I had my second appointment with a new therapist a few days ago. I'm still...unsettled by it, but I'm not sure I should be?
He was recommended by my health care system from a list they have of therapist within the system who have experience treating trans people. After the first session a month ago, I wasn't sure what to think, as his style was not what I was used to. Basically, he talked more than I did. I'd get a few words in and he'd pontificate on how I should be positive and just ignore my doubts and insecurities.
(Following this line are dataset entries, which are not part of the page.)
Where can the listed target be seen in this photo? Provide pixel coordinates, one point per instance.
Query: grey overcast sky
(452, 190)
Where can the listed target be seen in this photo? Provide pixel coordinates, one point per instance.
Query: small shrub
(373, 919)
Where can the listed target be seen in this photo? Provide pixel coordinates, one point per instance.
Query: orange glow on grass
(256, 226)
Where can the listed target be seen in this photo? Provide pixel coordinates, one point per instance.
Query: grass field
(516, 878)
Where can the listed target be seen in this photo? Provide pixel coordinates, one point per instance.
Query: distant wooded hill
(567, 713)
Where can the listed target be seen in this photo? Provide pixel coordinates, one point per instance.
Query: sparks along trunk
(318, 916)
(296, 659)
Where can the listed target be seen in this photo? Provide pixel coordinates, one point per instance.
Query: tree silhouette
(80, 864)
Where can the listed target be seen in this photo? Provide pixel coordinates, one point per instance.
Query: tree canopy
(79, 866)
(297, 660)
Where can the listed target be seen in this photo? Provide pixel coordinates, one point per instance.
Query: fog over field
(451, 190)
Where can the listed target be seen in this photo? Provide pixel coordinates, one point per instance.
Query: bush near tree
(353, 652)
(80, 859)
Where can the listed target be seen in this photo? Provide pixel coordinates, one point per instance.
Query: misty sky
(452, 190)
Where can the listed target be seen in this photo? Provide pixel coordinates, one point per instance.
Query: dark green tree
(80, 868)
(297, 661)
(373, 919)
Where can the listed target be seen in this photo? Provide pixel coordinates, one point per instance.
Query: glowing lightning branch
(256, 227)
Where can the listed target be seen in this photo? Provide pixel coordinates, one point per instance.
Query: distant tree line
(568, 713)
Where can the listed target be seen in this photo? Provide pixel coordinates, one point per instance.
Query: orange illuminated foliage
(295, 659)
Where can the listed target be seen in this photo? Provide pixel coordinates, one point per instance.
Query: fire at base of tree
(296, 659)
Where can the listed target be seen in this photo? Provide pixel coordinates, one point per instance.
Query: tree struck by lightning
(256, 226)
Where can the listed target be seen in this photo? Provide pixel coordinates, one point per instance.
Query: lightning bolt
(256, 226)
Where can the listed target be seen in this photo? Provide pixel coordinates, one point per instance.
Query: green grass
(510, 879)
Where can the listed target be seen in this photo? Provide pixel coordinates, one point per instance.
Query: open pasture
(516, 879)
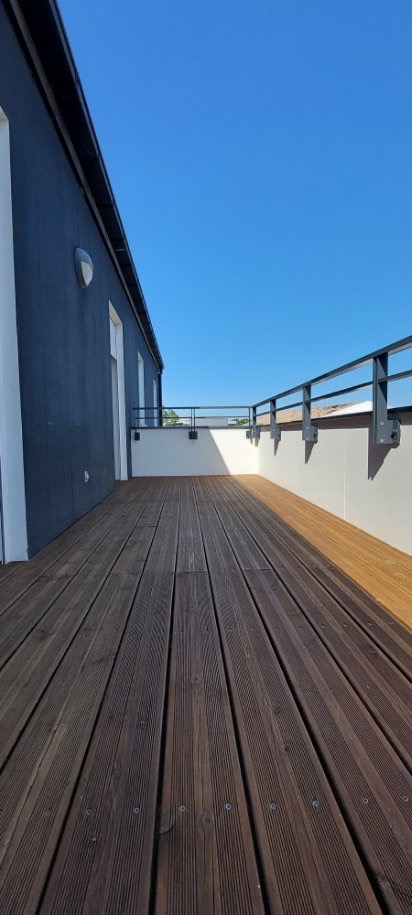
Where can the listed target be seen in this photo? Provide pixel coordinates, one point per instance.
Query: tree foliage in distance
(170, 417)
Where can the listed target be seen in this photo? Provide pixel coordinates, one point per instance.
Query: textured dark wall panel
(64, 343)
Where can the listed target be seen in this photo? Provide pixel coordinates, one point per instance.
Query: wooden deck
(200, 712)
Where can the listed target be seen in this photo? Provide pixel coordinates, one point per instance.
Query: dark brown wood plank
(389, 633)
(378, 568)
(206, 858)
(25, 676)
(382, 687)
(105, 855)
(32, 840)
(370, 779)
(21, 576)
(30, 607)
(309, 861)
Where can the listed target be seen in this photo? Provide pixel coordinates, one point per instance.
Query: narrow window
(140, 380)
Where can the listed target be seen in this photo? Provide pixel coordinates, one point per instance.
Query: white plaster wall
(368, 485)
(12, 493)
(170, 452)
(300, 467)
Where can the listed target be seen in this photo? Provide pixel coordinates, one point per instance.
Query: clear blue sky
(261, 157)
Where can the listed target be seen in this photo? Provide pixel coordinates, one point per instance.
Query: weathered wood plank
(382, 687)
(368, 775)
(32, 842)
(206, 858)
(380, 569)
(308, 858)
(105, 857)
(389, 634)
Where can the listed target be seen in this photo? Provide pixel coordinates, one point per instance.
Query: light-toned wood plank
(383, 571)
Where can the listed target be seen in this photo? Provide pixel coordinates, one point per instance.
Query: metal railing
(385, 428)
(191, 418)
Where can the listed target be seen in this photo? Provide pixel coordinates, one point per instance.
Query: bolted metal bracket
(388, 432)
(309, 431)
(385, 431)
(275, 430)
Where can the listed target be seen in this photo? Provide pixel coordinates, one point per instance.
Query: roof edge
(42, 32)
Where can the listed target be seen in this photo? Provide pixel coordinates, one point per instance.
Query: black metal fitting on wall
(275, 430)
(385, 431)
(309, 431)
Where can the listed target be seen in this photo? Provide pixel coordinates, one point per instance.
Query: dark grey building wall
(63, 331)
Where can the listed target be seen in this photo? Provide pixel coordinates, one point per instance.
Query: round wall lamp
(84, 267)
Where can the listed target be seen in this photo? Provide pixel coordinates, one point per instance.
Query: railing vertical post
(385, 431)
(254, 424)
(309, 431)
(192, 430)
(275, 431)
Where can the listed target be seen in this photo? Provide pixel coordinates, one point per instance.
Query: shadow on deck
(200, 713)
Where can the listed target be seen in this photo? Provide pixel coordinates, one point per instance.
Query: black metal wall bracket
(385, 431)
(388, 432)
(275, 430)
(309, 431)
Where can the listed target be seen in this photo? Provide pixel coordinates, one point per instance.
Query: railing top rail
(390, 350)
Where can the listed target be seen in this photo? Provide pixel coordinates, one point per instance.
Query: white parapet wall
(170, 452)
(344, 472)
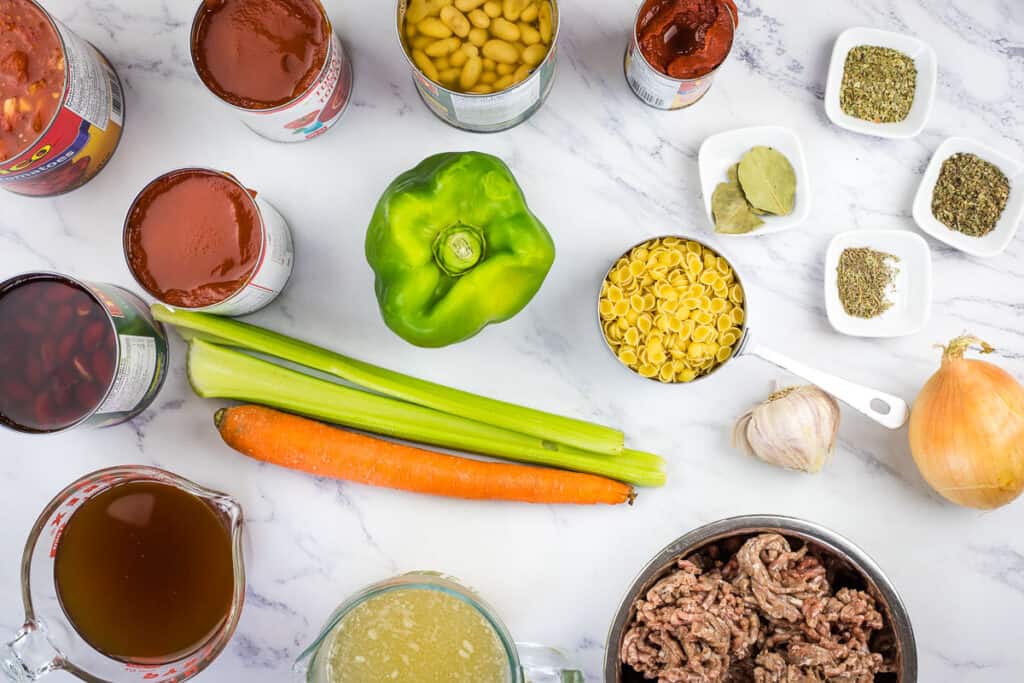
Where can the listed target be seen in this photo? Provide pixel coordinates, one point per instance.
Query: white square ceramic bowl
(926, 61)
(910, 293)
(720, 152)
(995, 242)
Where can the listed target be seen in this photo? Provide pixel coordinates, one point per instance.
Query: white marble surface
(602, 171)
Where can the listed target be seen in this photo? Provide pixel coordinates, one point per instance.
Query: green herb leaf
(768, 180)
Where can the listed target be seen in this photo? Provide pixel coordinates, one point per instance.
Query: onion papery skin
(967, 431)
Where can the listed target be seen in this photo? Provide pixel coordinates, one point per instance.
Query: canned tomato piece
(481, 67)
(677, 46)
(61, 107)
(278, 63)
(198, 239)
(74, 352)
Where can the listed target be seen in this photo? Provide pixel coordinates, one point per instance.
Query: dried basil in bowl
(970, 195)
(879, 84)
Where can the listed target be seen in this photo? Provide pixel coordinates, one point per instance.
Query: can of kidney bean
(62, 108)
(480, 90)
(657, 88)
(278, 63)
(75, 353)
(198, 239)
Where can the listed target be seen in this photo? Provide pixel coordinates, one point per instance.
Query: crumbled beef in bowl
(766, 614)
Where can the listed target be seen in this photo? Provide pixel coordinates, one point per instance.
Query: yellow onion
(967, 429)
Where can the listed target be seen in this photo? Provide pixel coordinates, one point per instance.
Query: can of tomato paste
(699, 49)
(75, 353)
(485, 107)
(278, 63)
(199, 240)
(61, 107)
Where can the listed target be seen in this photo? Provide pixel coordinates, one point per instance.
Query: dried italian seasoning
(970, 195)
(864, 278)
(879, 84)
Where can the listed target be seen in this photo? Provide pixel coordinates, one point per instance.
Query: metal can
(81, 137)
(129, 344)
(308, 115)
(657, 89)
(486, 113)
(272, 268)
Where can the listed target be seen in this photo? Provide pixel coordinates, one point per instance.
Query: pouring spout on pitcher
(29, 656)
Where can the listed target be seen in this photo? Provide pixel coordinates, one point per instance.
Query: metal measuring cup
(888, 410)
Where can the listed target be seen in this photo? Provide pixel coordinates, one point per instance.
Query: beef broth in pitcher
(144, 571)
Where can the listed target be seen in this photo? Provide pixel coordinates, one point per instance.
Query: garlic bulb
(796, 428)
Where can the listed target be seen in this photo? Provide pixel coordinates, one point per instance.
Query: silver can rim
(195, 169)
(830, 541)
(194, 34)
(86, 287)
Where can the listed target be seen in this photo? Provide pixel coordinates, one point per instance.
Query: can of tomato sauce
(61, 107)
(197, 239)
(75, 353)
(481, 66)
(278, 63)
(677, 47)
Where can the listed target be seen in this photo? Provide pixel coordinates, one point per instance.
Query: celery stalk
(584, 435)
(216, 372)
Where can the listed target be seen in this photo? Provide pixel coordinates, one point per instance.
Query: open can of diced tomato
(279, 63)
(61, 107)
(199, 240)
(75, 353)
(481, 89)
(656, 87)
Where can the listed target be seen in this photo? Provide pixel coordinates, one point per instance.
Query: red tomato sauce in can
(686, 39)
(61, 107)
(260, 53)
(32, 75)
(194, 238)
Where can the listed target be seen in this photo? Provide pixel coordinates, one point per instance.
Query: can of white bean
(481, 66)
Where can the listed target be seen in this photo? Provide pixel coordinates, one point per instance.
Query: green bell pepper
(455, 248)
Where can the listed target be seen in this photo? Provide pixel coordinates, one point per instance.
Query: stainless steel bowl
(860, 567)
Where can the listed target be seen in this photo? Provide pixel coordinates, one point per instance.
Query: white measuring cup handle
(887, 410)
(545, 665)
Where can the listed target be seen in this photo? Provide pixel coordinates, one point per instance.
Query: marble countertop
(603, 171)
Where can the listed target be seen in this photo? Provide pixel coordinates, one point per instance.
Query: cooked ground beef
(766, 615)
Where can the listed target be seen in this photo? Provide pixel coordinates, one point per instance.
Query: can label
(316, 111)
(141, 361)
(272, 270)
(84, 132)
(657, 89)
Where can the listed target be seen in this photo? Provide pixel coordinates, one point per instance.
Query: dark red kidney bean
(34, 371)
(67, 346)
(83, 368)
(57, 292)
(48, 355)
(17, 390)
(30, 325)
(43, 411)
(102, 366)
(93, 335)
(87, 396)
(59, 317)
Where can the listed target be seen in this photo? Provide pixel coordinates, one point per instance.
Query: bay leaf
(768, 180)
(732, 213)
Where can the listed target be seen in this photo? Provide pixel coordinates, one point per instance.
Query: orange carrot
(311, 446)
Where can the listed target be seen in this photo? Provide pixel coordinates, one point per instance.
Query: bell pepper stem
(458, 248)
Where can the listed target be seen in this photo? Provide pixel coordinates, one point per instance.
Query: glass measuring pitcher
(48, 641)
(521, 663)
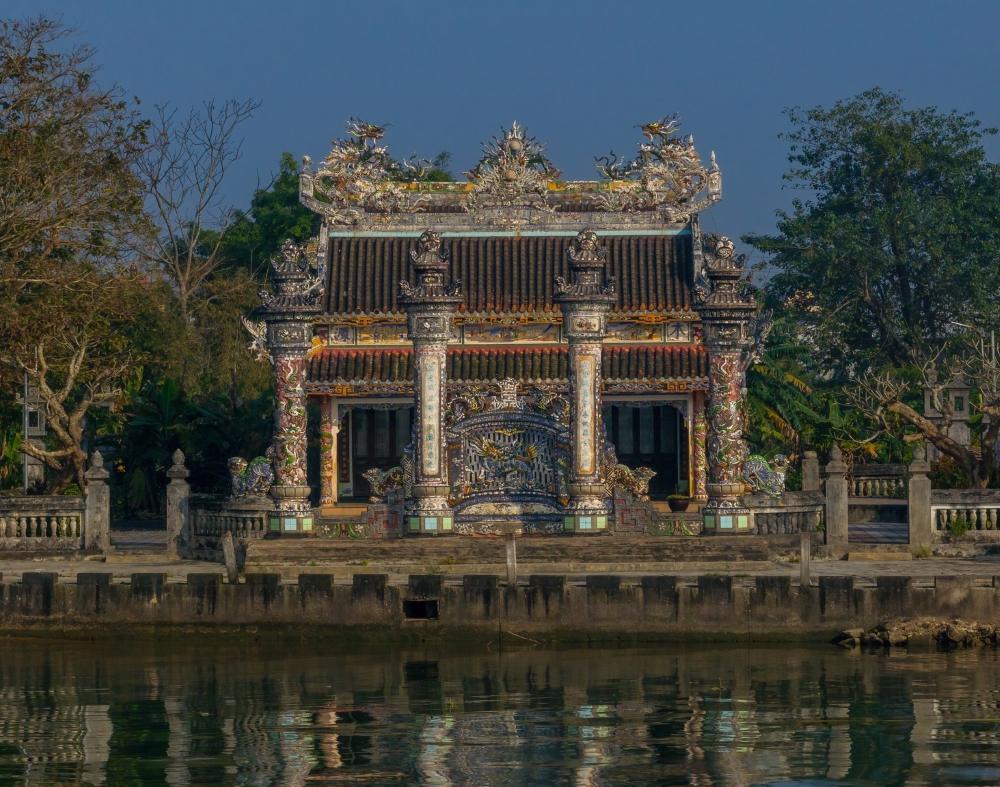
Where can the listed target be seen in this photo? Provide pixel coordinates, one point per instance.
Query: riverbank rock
(926, 632)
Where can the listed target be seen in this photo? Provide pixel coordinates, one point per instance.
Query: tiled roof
(510, 274)
(625, 362)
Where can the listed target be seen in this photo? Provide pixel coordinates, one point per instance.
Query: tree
(275, 215)
(76, 351)
(883, 268)
(899, 237)
(183, 170)
(69, 203)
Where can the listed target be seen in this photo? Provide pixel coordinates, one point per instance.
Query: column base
(292, 515)
(591, 523)
(726, 520)
(428, 516)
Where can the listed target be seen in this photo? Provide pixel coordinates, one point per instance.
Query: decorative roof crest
(513, 172)
(667, 175)
(358, 176)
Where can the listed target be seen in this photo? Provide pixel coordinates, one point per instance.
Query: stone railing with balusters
(794, 513)
(50, 523)
(211, 518)
(976, 512)
(877, 481)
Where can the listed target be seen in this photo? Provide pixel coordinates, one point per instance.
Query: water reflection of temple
(722, 716)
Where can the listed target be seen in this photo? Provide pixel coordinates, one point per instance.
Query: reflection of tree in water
(261, 715)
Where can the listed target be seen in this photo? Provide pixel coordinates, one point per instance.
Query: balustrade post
(836, 501)
(97, 533)
(919, 498)
(178, 507)
(810, 472)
The second session was a few days ago. After waiting for 25 minutes past the appointment time, I verified my appointment time with the desk person. At that point I told them I wanted to reschedule and wanted my co-pay credited back. I was pretty proud of myself b/c I've never really learned to stick up for myself. At 30 minutes late, he walks into the office from outside and makes a show of how hectic his day has been. I said I wanted to reschedule, that I no longer had an hour free. He said to come up to his office to reschedule. Once we got there he threw out a few questions he knew would trigger me to start talking. During the next 25 minutes he told me my worries about the panic attacks I'd had during laser treatments years ago were "unimportant" (I'd gone through xian-style enhanced-with-physical-punishment reparative therapy as a child, and need to start electrolysis to clean up what's left), the "wall" in my head that I couldn't see past that makes me fugue out when stressed was imaginary, and continuously mis-gendered my daughter (also trans). Then at the top of the hour he checked the schedule and found that I'm already scheduled for the next appointment so, "no rescheduling is needed".
Am I right to feel like I was manipulated? I was trying to be assertive, dammit! Is he right about all those defenses in my head (and body) being imaginary? I mean, they aren't physically real, but to me they are very real. I don't know if I should trust him. My intuition says, "no" but am I wrong?